Definition of a mule
A mule is a cross between two species of equine: the horse or pony (Equus caballus) and the domestic donkey (Equus asinus). The word ‘mule’ is used for either the cross of male donkey on female horse or female donkey on male horse, although the latter cross is more correctly known as a ‘hinny’.
Despite the fact that both mules and hinnies each have one horse and one donkey parent, the two crosses generally differ from each other in appearance and stature and to some extent in temperament – a fact which has been recognised since they were first bred.
What do mules look like?
The mule proper is said to have the body of a horse with the extremities of a donkey. The most noticeable points are its long ears, short thin mane, which may stand upright like a donkey’s or be a little longer and flop over, and a tail which has shortish hairs on the dock a little longer than the donkey’s but also has long hairs like the horse’s, and is much fuller than the donkey’s.
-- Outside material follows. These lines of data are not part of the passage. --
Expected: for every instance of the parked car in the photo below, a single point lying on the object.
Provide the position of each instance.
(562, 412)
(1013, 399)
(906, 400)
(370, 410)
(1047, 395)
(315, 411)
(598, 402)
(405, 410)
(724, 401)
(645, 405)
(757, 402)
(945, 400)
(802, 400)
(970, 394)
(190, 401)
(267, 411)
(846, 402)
The withers are low or non-existent, the back flat with a goose rump, the body flat-sided with weaker quarters than the horse, and also narrower and less deep-shouldered. The legs are, like the donkey’s, straight, with small, hard, dense, upright, straight-sided hooves. The head is a little narrower than the donkey’s, but otherwise very similar, except for the eyes, which are specifically mule – but difficult to describe.
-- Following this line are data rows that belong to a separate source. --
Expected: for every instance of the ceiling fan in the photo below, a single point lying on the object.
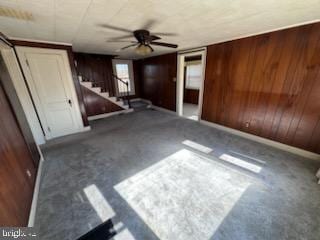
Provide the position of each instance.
(144, 39)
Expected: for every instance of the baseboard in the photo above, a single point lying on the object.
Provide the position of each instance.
(85, 129)
(294, 150)
(105, 115)
(163, 110)
(34, 203)
(146, 101)
(284, 147)
(135, 99)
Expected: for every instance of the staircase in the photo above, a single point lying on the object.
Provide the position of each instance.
(93, 86)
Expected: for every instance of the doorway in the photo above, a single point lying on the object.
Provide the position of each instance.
(50, 81)
(191, 69)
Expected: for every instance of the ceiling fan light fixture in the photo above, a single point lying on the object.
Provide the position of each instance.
(143, 49)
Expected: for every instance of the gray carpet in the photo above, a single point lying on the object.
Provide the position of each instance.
(158, 176)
The hinny generally has the body of a donkey with the extremities of the horse. The ears are shorter than a mule’s, the mane and tail longer and thicker, the legs stronger with hooves which are rounder and less upright, the body rounder and deeper, and the head shorter and narrower. The most common coat colour is blue-grey roan. However, it is noticeable that hinnies differ far more from each other than do mules, with every imaginable variation, from being almost indistinguishable from a horse, through being mule-like, to being almost indistinguishable from a donkey.
Advantages of mules
Mules, having hybrid vigour, can grow taller than both parents. Weight for weight they are stronger than horses, and are much longer-lived with much longer working lives, although maturing slightly later. They rarely become ill or lame or suffer wounds, can withstand extremes of temperature, can live on frugal rations, have tremendous stamina and resilience and are exceptionally sure-footed.
Hinnies are said to lack hybrid vigour, and it has always been recognised that they are smaller than mules (although this may partly be due to their being carried in a smaller womb), less strong and with less stamina and hardiness.
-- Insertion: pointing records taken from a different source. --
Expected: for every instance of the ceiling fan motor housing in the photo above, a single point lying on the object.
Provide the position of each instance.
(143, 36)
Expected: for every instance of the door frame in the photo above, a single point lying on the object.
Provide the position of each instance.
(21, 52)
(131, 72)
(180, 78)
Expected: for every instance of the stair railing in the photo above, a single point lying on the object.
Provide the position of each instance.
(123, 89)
Mules have a reputation for being obstinate and bad-tempered, but as with donkeys, the mule’s legendary stubbornness is in fact a manifestation of its talent for self-preservation. There are times when a human finds this ‘talent’ annoying, when he is disobeyed by a mule, but there are many other times when it can be a great advantage: if a mule takes care of itself, then it follows that it is also taking great care of its cargo, human or otherwise. It is not for nothing that mules are chosen rather than horses to take tourists down the Grand Canyon! By intelligent handling, it is quite possible to foresee occasions on which a mule is likely to be ‘stubborn’ and to avoid them.
The undeserved reputation for bad temper is, I believe, due to the mule’s unexpectedly sensitive and untrusting nature. Until he has learnt to trust a person, he is worried that the person may do him harm, and will take defensive action (never offensive) by kicking them, should he feel the occasion merits it. And mules are splendid kickers – they kick fast and accurately, and if a mule misses, it is because he intended to. Unfortunately many of the people who have worked with mules over the centuries have not appreciated this sensitivity, and have not understood another characteristic of the mule: that you cannot force him to do anything, but must persuade him, or organise his work so that he is only asked to do those things which he will want to do. Failure to appreciate this has led to many a battle between man and mule, and to the mule’s bad reputation.
Mules are highly intelligent – mule devotees would say more intelligent than horses – and are very quick to learn, with a grasp of a situation which often seems little short of miraculous. This means that their handlers need to be quick-witted to stay one jump ahead of them. A well-trained and handled mule is obliging, kind, patient, persevering, calm, tolerant, sensible, loyal, affectionate, playful – and also proud, jealous and calculating. Being so intelligent, a badly trained and handled mule can be a problem.
Hinnies tend to be more donkey-like in temperament, which may be partly due to the fact that they were reared by donkeys, although this is unlikely to be the whole of the story. They are generally quieter, more compliant, less curious, less adventurous and less independent than mules. Being less sensitive and untrusting, they are less likely to kick, preferring to avoid trouble rather than confront it. Despite their reputation for being less useful than mules, there are many examples of their being much appreciated.